How can I incrementally train my data?

leokonst · March 14, 2020, 8:00pm

Dear folks,

I am relatively new in open nmt.
How can I incrementally train my data?
Suppose I have trained 10 million data resulting in say model0.pt.
Now I want to add 10 million new train data.
After a preprocess on the 10 million new train data.

Now with command:

onmt_train -data data/newtraindata -save_model model1 -train_from model0.pt

will the new model1.pt be based on training a total of 20 miljon data?
In other words, is the train_from parameter the right one for incremental training?
Can anyone give me the guarantee that model1 will be the same as if you have trained from start with 20 million data.

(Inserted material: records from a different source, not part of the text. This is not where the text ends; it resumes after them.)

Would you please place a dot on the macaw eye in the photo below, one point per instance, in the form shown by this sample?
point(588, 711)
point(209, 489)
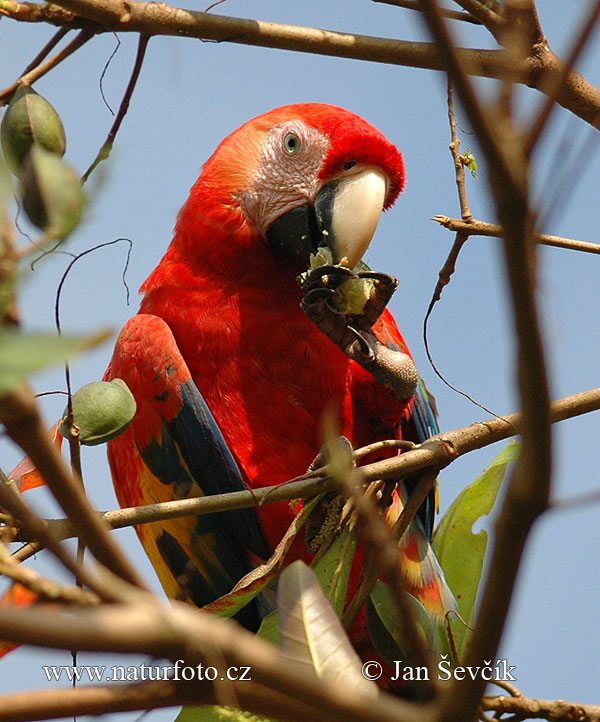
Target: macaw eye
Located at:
point(291, 143)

Bachstelze · March 17, 2020, 5:19pm

Hey @leokonst,

-train_from modelx.pt

is the right parameter for (periodic) updates of your model weights. You can wash out your old trained weights with a complete new training set. Therefore, you should train on the combined training data to avoid a catastrophic forgetting. By the way, iterative back-translation is a good approach to increase the quality.

Can anyone give me the guarantee that model1 will be the same as if you have trained from start with 20 million data.

It is likely that the models will make the same outputs, but you will never get the exactly same model weights if you start from new random model weights.

leokonst · March 17, 2020, 9:56pm

Thank you Bachstelze for your reply. You warn met that I can wash out my old trained weights with a new training set. I should train on the combined training data. Do you mean I have to train again with 20 million train data?